而她自己……她低头看向自己的手,那双手白皙纤细,指甲修剪得圆润干净,手腕上戴着一串赤金色的凤凰玉镯,正是凤霓的标志!
“我是凤霓……你是凌煜……”她终于明白过来,声音颤抖得不成样子,“可这里是九宫界……是我们的家……”
“阿霓,你在说什么胡话?”凤霓——不,此刻她是凌煜——皱起眉头,伸手探向她的额头,“是不是累了?我带你回去休息。”
“别碰我!”云昭尖叫一声,挥开他的手。心口的刺痛达到顶点,无数破碎的画面如潮水般涌入脑海:
——凌煜倒在血泊中,胸口插着一把黑色的匕首,鲜血染红了玄色锦袍,他望着她,嘴角还挂着笑:“阿霓,活下去……”
——九宫界的宫殿在燃烧,火光中,一群黑袍人手持弯刀,疯狂屠杀帝后和侍卫,喊着“叛逆当诛”的口号……
——她抱着凌煜的尸体,站在崩塌的宫殿前,泪水干涸在脸上,留下两道血痕,对着苍穹发出悲愤的质问:“为什么……为什么要背叛我们……”
“啊——!”
云昭猛地从梦中惊醒,浑身被冷汗浸透,心脏狂跳得像要炸开!她大口喘着气,环顾四周,发现自己还在岩洞里,篝火已经快要熄灭,只剩下几点火星。萧砚坐在对面,不知何时已经醒了,正担忧地看着她。
“做噩梦了?”他递过来水囊。
云昭接过,猛灌了几口,才稍稍平复心绪。她看着萧砚,眼中还带着未散的惊恐:“我梦见……梦见九宫界,梦见凤霓……还有凌煜。”
萧砚眉头紧锁:“九宫界?凤霓?凌煜?”这些名字他从未听过,但从云昭颤抖的声音里,他能感觉到这个梦对她冲击有多大。

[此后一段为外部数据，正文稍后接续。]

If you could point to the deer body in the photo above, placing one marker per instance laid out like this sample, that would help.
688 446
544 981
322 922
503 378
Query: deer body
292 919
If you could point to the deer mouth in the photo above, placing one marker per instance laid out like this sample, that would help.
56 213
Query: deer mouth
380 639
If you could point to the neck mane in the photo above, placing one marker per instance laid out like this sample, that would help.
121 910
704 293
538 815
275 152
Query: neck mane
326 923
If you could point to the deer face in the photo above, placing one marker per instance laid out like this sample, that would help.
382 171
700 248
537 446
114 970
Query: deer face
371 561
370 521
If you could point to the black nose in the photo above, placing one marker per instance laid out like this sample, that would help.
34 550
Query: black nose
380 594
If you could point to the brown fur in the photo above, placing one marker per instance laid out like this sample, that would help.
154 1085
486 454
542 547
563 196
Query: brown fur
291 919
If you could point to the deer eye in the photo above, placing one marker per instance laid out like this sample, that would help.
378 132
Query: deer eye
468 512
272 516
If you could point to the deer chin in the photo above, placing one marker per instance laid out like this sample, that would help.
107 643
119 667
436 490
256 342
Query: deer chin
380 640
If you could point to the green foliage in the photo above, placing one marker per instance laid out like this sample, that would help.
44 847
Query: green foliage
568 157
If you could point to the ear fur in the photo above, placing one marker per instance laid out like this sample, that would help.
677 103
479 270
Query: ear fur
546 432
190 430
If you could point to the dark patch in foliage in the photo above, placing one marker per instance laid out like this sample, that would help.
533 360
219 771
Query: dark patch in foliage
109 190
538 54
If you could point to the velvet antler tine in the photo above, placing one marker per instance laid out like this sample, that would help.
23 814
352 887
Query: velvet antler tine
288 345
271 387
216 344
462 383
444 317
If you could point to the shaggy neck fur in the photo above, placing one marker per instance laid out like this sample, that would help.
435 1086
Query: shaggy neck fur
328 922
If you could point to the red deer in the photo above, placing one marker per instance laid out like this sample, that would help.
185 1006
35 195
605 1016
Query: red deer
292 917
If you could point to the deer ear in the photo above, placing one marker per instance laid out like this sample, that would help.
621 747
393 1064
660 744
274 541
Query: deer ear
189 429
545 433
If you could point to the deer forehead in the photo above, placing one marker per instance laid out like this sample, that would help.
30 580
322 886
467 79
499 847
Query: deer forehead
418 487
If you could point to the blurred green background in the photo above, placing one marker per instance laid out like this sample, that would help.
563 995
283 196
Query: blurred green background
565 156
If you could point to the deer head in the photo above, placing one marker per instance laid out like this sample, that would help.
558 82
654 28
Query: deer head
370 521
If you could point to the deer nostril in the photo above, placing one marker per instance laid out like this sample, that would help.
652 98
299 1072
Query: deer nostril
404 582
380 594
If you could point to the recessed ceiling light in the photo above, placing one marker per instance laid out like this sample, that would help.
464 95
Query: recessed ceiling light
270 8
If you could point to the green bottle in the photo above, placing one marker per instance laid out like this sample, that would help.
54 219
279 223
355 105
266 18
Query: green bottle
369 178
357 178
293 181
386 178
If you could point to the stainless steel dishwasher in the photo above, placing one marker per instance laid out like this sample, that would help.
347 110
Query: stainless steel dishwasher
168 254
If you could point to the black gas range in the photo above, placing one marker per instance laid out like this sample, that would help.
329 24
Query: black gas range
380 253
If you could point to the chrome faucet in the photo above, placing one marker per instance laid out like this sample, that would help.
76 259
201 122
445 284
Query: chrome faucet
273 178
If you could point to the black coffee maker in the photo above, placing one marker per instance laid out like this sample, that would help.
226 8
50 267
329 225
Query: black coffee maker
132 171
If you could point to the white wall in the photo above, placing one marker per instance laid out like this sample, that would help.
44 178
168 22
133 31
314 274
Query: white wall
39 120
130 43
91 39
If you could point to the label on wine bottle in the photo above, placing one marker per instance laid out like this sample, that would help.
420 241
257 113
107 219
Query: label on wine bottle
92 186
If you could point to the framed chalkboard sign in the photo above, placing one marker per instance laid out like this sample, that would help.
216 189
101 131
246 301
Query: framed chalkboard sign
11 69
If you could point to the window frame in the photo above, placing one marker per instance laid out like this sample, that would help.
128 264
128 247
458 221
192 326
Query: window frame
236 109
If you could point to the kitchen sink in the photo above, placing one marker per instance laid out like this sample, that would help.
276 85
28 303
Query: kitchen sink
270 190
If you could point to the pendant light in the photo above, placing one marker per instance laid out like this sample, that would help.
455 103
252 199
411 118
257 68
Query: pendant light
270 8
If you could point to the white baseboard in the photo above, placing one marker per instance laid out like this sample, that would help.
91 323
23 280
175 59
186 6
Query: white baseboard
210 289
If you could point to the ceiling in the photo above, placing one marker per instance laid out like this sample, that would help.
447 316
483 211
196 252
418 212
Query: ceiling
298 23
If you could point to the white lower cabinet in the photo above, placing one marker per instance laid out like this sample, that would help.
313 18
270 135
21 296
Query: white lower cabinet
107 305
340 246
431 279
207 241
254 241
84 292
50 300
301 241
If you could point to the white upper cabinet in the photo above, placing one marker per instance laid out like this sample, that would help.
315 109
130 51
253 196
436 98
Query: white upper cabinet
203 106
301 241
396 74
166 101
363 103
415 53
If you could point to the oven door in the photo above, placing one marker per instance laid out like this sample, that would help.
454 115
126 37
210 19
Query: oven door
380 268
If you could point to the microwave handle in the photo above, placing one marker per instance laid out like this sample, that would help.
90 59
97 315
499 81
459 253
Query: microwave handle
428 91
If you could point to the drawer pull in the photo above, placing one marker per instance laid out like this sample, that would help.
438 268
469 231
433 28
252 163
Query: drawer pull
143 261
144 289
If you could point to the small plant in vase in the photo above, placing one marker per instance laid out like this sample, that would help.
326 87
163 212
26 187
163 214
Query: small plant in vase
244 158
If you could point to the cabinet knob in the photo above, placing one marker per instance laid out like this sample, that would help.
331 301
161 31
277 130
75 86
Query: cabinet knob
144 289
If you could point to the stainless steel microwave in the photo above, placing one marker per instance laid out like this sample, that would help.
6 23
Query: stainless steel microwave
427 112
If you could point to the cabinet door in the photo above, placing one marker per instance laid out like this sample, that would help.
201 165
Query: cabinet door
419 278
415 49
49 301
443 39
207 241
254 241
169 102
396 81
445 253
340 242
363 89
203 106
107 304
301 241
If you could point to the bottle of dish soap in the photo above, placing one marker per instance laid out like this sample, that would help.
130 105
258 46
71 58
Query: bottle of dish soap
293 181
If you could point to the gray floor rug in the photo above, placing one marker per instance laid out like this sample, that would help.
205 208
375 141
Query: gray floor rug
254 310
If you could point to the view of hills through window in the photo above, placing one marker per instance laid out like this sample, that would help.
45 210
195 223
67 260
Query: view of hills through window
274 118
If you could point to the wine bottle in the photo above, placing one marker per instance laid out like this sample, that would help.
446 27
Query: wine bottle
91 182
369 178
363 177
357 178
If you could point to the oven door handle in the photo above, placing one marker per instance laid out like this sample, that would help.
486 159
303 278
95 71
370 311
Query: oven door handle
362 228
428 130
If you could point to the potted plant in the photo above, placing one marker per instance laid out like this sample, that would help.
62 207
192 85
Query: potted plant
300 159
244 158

云昭定了定神,将梦境中的画面断断续续地说了出来:金碧辉煌的宫殿、玄色锦袍的男子(凌煜)、温馨的对话、最后那血腥的背叛与屠杀……说到心口刺痛时,她下意识地捂住胸口,脸色又白了几分。
“九宫界……似乎是凤霓的故乡。”萧砚沉吟道,“凌煜,应该是她最重要的人。这个梦……可能不是普通的幻境,而是你血脉深处的记忆回响。”他顿了顿,“清玄师太说过,你的身世与焚天谷有关,或许九宫界就在谷中,或者与谷中的某个秘密相连。”
云昭点点头,指尖无意识摩挲着手腕——那里空空如也,并没有梦中的凤凰玉镯,但那种归属感和刺痛感,却真实得可怕。她忽然想起白天破阵时发现的“九幽匿影阵旗”,想起齐昊探究的目光,心中寒意渐起:“萧师兄,你说……会不会有人知道九宫界的存在,故意引我来这里?”
“很有可能。”萧砚眼中闪过厉色,“焚天谷的陷阱、神秘传讯符、幻阵、影魔卫……所有线索都指向一个目的——利用你的血脉,打开九宫界,或者夺取里面的东西。”他握住她的手,掌心的温度让她安心不少,“但不管他们有什么阴谋,我不会让你独自面对。”
云昭看着他,眼眶微热。她知道他说的是真心话。从离火峰初遇到现在,他总是在她最危险的时候出现,为她挡下所有伤害,哪怕自己重伤也不肯退缩。这份守护,比任何言语都更有力量。
“谢谢你,萧师兄。”她轻声道。
萧砚笑了笑,松开她的手,起身添了些柴火:“别客气。现在最重要的是恢复状态,明天还得继续探谷。”他看向洞口,“小羽刚才叫了一声,可能有东西过来了。”
云昭立刻警觉起来,握紧“炎煌”剑。果然,不多时,小羽从岩缝里飞出来,落在她肩头,赤金眸警惕地盯着洞外,传递来“有陌生人靠近,气息阴冷”的意念。
两人对视一眼,都从对方眼中看到了凝重。看来,焚天谷的“访客”,比他们想象的还要多。
而云昭心中的疑惑,也越来越多:九宫界到底是什么地方?凤霓和凌煜的故事结局如何?那些黑袍人是谁?他们与离火宗的覆灭有没有关系?
这些问题,像一团乱麻,缠绕在她心头。但她知道,只有继续前进,才能找到答案。
篝火重新燃起,照亮了岩洞内简陋却温暖的角落。云昭和萧砚相对而坐,各自调息,准备迎接未知的明天。而梦境中的画面,那金碧辉煌的宫殿、温馨的笑容、血腥的背叛,都深深地烙印在她脑海里,成为她前行路上,无法忽视的警示与动力。